A couple of nervous nights await Yakima Valley fruit growers as subfreezing overnight temperatures blanket fruit-growing districts.
Low temperatures Friday night were forecast to reach the upper teens in the colder locations to the low 20s, which would pose risks for bud damage in soft fruits like apricots and cherries and some early apples and pears.
Tonight is forecast to be only marginally warmer before temperatures gradually increase early next week.
“We would much prefer not to be in these types of temperatures,” said Mark LaPierre, a horticulturalist with Wilbur-Ellis Co. of Yakima, a crop consulting and supply firm. “We are thinking with that forecast, stone (fruit) and more advanced apples and pears are susceptible.”
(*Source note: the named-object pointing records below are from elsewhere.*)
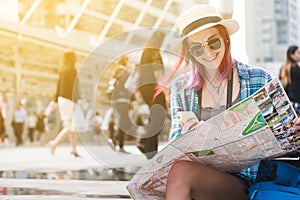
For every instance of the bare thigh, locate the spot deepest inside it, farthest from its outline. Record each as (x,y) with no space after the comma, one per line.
(188,180)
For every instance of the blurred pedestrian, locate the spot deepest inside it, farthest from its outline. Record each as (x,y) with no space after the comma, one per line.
(290,76)
(151,70)
(31,126)
(67,95)
(121,102)
(41,127)
(2,126)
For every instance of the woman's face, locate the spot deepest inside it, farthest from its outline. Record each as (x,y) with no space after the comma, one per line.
(207,47)
(296,56)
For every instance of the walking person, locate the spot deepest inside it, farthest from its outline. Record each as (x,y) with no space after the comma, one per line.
(67,95)
(19,119)
(41,127)
(290,76)
(215,83)
(2,125)
(31,126)
(151,70)
(120,102)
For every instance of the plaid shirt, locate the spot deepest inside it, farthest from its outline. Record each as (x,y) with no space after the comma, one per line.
(186,99)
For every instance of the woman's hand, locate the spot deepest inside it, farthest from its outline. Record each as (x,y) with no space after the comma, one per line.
(296,126)
(190,124)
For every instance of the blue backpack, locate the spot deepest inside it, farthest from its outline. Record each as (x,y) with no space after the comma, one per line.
(276,180)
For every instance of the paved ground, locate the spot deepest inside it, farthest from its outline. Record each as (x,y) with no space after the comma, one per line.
(31,172)
(34,189)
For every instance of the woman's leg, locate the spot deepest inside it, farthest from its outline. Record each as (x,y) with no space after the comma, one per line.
(188,180)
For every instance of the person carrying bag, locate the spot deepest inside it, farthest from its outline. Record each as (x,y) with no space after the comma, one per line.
(276,180)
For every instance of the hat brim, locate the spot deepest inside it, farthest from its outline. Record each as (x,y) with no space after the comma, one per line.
(231,26)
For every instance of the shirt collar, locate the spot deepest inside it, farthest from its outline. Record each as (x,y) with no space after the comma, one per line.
(242,70)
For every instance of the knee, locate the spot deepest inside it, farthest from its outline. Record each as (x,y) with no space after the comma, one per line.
(178,172)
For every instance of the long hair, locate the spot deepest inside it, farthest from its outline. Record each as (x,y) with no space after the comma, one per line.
(197,80)
(285,72)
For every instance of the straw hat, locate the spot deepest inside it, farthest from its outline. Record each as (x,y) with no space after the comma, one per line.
(199,18)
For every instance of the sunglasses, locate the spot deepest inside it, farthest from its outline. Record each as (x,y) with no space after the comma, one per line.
(198,50)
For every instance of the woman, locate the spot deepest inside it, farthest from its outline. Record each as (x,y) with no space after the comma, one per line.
(290,76)
(151,70)
(67,95)
(215,83)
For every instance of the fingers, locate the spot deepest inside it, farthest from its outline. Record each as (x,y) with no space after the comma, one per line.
(190,124)
(296,126)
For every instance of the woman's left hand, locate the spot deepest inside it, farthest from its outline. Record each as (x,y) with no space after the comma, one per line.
(296,126)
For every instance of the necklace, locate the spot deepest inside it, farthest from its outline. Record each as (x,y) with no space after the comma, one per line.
(216,88)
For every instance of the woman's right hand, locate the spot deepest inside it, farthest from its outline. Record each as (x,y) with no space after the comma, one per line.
(190,124)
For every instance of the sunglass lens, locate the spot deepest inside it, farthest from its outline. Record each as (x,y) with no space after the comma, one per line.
(214,44)
(197,50)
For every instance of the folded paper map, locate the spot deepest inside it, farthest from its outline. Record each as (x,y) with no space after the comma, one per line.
(256,128)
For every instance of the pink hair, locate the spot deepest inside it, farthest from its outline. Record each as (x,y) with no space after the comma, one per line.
(197,79)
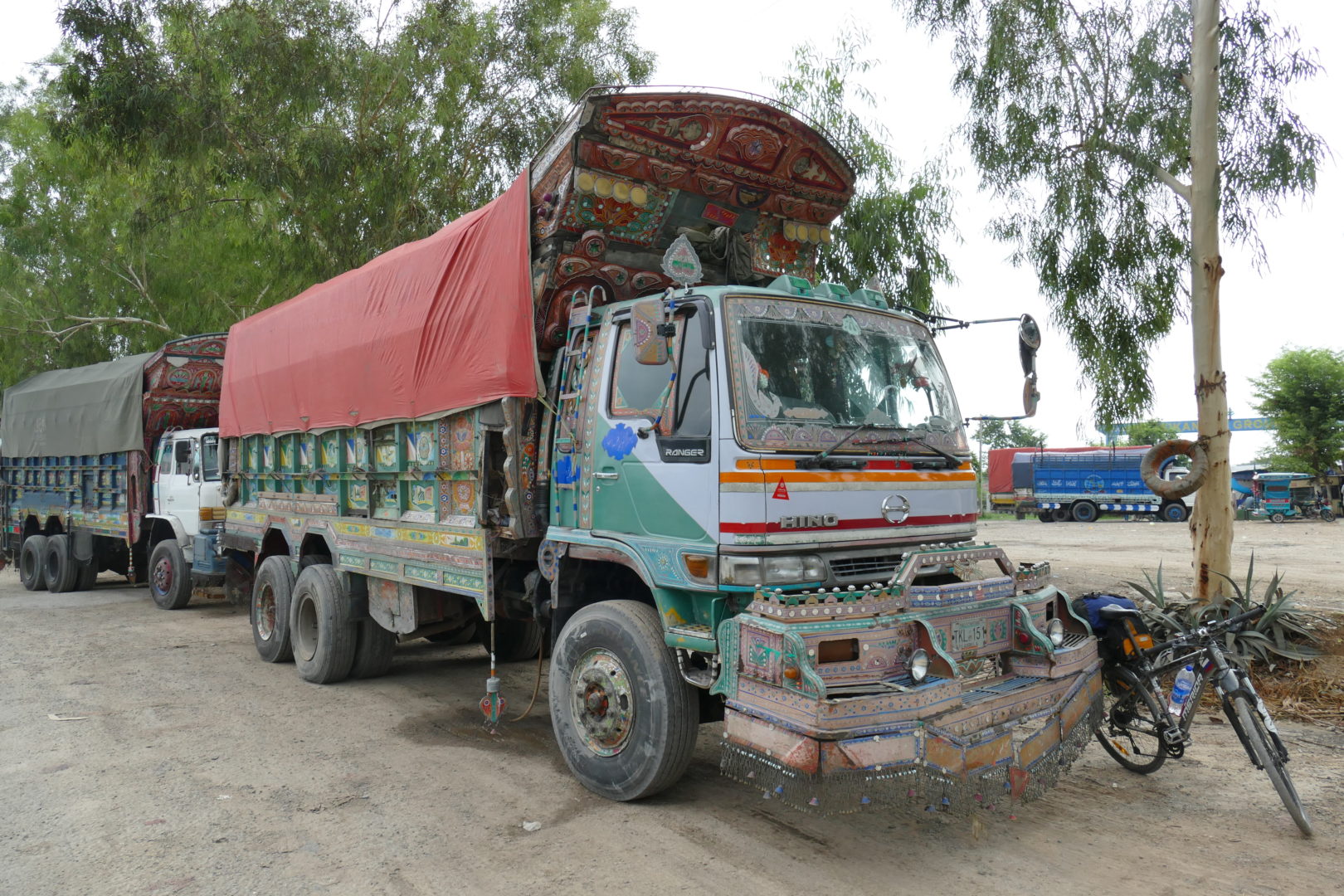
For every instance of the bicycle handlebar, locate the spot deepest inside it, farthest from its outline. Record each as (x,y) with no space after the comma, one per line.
(1209,631)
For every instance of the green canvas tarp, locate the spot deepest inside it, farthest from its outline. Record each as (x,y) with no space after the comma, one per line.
(84,410)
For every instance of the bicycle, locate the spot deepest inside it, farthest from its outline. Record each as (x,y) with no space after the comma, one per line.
(1136,726)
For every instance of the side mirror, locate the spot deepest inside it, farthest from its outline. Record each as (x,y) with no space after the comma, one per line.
(1029,340)
(650,347)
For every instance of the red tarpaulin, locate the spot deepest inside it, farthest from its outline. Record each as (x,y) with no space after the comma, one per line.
(431,327)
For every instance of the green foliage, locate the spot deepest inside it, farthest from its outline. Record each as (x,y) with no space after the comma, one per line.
(889,236)
(1079,124)
(1303,390)
(194,162)
(995,434)
(1283,631)
(1148,433)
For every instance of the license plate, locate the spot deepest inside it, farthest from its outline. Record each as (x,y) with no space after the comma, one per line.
(968,635)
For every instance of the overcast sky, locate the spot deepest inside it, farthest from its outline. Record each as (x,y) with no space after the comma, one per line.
(743,45)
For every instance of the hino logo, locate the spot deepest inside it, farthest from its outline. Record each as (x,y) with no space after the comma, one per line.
(810,522)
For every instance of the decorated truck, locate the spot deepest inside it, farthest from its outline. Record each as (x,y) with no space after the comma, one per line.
(114,466)
(1085,484)
(613,410)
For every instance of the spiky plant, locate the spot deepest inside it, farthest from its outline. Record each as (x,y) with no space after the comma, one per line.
(1283,631)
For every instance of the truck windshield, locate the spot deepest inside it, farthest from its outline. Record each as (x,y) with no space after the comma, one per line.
(210,457)
(806,373)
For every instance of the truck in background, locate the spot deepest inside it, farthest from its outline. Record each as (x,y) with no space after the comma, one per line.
(114,466)
(1081,485)
(749,499)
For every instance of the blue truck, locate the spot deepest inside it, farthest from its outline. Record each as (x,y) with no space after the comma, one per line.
(1082,485)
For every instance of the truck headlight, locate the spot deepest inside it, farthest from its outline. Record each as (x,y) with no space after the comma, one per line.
(791,568)
(919,665)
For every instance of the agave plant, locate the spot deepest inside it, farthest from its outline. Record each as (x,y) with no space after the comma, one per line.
(1283,631)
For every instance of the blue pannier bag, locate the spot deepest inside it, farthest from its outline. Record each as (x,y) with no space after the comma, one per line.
(1090,605)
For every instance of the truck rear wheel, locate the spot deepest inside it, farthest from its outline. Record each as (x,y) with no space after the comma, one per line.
(374,648)
(32,563)
(320,626)
(60,564)
(270,601)
(1085,512)
(169,578)
(1174,512)
(622,715)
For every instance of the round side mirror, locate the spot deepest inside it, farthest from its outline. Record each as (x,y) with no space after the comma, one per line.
(1030,397)
(1029,340)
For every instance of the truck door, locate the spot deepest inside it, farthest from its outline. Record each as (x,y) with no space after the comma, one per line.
(179,481)
(654,453)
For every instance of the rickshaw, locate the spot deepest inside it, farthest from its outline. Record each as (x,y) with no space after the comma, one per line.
(1277,503)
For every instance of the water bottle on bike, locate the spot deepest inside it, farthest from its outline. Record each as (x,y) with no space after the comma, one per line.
(1181,691)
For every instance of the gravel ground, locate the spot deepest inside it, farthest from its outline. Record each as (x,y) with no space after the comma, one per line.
(180,763)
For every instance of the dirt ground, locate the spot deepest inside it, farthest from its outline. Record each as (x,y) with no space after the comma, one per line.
(180,763)
(1103,555)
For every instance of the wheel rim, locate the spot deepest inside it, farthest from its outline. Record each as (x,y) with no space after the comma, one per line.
(602,700)
(162,575)
(265,607)
(305,631)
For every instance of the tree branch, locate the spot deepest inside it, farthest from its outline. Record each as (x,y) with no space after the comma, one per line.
(1179,187)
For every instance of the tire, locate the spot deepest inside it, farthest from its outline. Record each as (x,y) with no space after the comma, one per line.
(1085,512)
(374,648)
(1131,723)
(611,655)
(272,592)
(32,563)
(169,577)
(60,564)
(1264,752)
(321,627)
(515,640)
(1174,512)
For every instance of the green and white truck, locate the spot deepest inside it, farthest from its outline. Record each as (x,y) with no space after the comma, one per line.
(615,409)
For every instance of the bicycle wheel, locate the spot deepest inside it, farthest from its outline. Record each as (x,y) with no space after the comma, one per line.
(1132,722)
(1261,747)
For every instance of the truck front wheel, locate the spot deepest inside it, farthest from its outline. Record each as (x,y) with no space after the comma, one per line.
(1174,512)
(321,626)
(169,578)
(622,715)
(270,599)
(32,563)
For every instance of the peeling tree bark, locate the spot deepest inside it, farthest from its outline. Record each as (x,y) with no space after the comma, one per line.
(1211,525)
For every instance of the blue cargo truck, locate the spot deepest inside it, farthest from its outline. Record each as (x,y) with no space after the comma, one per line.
(1082,485)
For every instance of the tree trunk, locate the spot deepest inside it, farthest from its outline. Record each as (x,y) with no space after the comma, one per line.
(1211,525)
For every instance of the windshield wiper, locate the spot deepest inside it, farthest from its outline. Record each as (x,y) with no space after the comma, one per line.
(812,462)
(906,436)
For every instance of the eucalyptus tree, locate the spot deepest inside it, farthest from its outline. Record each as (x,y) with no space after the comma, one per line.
(1121,136)
(891,234)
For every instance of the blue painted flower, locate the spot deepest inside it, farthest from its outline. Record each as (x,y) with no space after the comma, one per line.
(620,441)
(566,470)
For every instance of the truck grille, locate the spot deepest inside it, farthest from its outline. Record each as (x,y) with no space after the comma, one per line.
(871,568)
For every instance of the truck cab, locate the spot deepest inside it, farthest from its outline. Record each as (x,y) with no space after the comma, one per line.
(187,516)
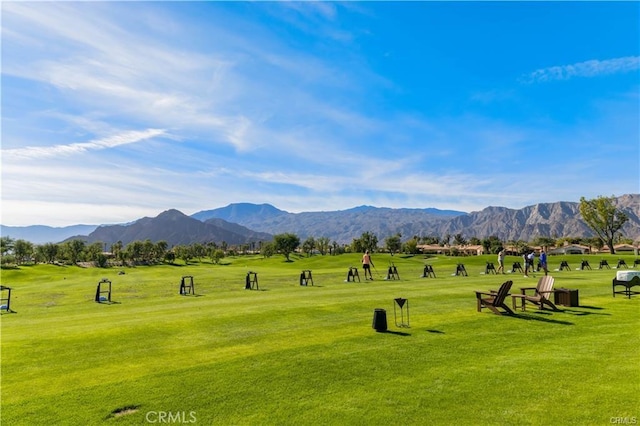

The cold weather at the start of spring has followed a period of unseasonably warm days earlier this month that increased fruit bud development.
Matt Whiting, a Washington State University horticulturalist at the Prosser research center, said there is definite concern about weekend temperatures reaching the low 20s, at which point some bud losses would occur.
“Apricots are the first species that flowers. There are some growers in the West Valley and Parker areas that will be at risk,” Whiting said.
Some areas experienced colder temperatures Friday morning. Data maintained by the Washington State University agricultural weather network at the Prosser research center, showed Moxee recorded a low temperature of 16 degrees Fahrenheit. Pomona, east of Selah, hit 21 degrees. Wapato and Toppenish had lows of 24 degrees.
Nic Loyd, a meteorologist with the weather network, said the region is under a cold air mass following the passage of a cold front that included windy conditions. Little wind is expected this weekend to help mix the air and warm temperatures.
“We have a convergence of factors that will make for a cold series of nights,” he said.
The National Weather Service is forecasting a low this morning of 22 degrees in Yakima. Overnight low temperatures early Sunday will be 25 degrees before warming to the high 30s by midweek.